Mas a marche aux flambeaux derrama um pesadelo,
A agonia dum tigre, em sonhos, sobre um ventre,
Agonia mortal que envolve tudo em gelo...
E desfila e desfila entre sarcasmos e entre
As sátiras-fuzis, relampejando açoite,
Por essa imensa aurora, estranhamente imensa
Por um sol que angustia e que não tem da noite
Para a Miséria a sombra atenuante e densa.

Os vícios, as paixões, os crimes, ódios e erros,
Na marcha, de roldão, caminham fraternais
Com bandidos, vilões, burgueses rombos, perros
E focas e mastins, macacos e chacais.
Aos sobressaltos vão como visões, fantasmas
Bichos de toda a casta, anões de chapéu alto,
Deixando em convulsão todas as almas pasmas
E o globo num tremendo e fundo sobressalto.
E nas praças, ao sol, confundem-se os bramidos,
Os uivos com a expressão humana misturados,
Através do sussurro e bruscos alaridos
Das chacotas bestiais, dos risos trovejados.
E segue e segue e segue, afora, légua a légua
Essa marche aux flambeaux, ciclópica, estupenda
Caminha atravessando um longo sol sem trégua,
Um dia secular, um dia de legenda;
Caminha atravessando um sol de foco aberto,
Por um dia fatal, interminável, mudo,
O dia do remorso, aterrador, incerto
Que em todo o coração crava um punhal agudo.
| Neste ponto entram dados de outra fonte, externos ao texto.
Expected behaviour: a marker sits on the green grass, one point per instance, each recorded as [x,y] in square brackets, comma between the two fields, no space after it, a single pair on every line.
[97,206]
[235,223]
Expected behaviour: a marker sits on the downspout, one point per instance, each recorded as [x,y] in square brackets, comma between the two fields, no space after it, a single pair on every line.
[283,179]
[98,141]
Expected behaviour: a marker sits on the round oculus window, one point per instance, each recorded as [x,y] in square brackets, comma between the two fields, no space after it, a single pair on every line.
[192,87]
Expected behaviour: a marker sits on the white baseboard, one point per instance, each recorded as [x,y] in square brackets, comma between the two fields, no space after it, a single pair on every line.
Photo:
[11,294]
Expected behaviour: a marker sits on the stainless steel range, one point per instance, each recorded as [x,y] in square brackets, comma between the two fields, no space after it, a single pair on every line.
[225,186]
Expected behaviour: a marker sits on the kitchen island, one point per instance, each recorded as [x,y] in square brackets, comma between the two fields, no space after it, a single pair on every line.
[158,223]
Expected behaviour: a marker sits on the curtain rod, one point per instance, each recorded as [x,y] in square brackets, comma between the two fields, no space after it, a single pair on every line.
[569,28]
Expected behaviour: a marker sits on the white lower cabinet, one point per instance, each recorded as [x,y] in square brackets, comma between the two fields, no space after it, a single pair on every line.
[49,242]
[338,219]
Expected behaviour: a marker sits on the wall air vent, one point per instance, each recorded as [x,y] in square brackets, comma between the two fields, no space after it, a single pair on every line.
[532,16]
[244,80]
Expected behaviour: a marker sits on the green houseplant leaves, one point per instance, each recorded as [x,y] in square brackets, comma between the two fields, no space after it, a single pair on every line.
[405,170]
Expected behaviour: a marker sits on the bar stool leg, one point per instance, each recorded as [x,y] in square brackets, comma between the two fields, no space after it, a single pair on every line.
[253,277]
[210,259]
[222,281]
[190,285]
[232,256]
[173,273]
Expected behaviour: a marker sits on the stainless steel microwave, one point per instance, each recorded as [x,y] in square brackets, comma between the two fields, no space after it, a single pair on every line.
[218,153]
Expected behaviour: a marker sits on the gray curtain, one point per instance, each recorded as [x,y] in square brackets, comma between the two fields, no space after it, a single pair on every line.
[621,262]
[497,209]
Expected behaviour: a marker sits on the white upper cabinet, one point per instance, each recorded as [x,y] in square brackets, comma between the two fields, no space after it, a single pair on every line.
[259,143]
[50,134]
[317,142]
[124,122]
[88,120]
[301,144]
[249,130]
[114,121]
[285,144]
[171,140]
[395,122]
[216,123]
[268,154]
Mas eu quero assim mesmo, eu quero-vos assim,
Em marcha tropical, à crua e ardente luz
Que vos seja uma febre indômita, sem fim,
Um cautério de fogo a vos queimar o pus
Venéreo da Moral, carbonizando-o até
Para que nunca mais se sinta dele a origem
Nem volte, como sempre, então, a ser o que é,
Deixando-vos no mundo inteiramente virgem;
Eu quero-vos assim, de fachos apagados,
Apagados, ao alto, os joviais flambeaux,
Que os tereis de acender nos campos ignorados
Que de sóis de Vingança a Eternidade arou.

E depois de vagar às sátiras de todos,
Na evidência da luz, numa perpetua aurora;
De caminhar ao sol, por tremedais, por lodos,
No tédio do sarcasmo, o tédio que a devora,
Essa Marcha afinal penetrará aos urros,
Titânica, sinistra e bêbada, irrisória,
Num caos de pontapés, coices, vaias e murros,
Na eterna bacanal ridícula da História.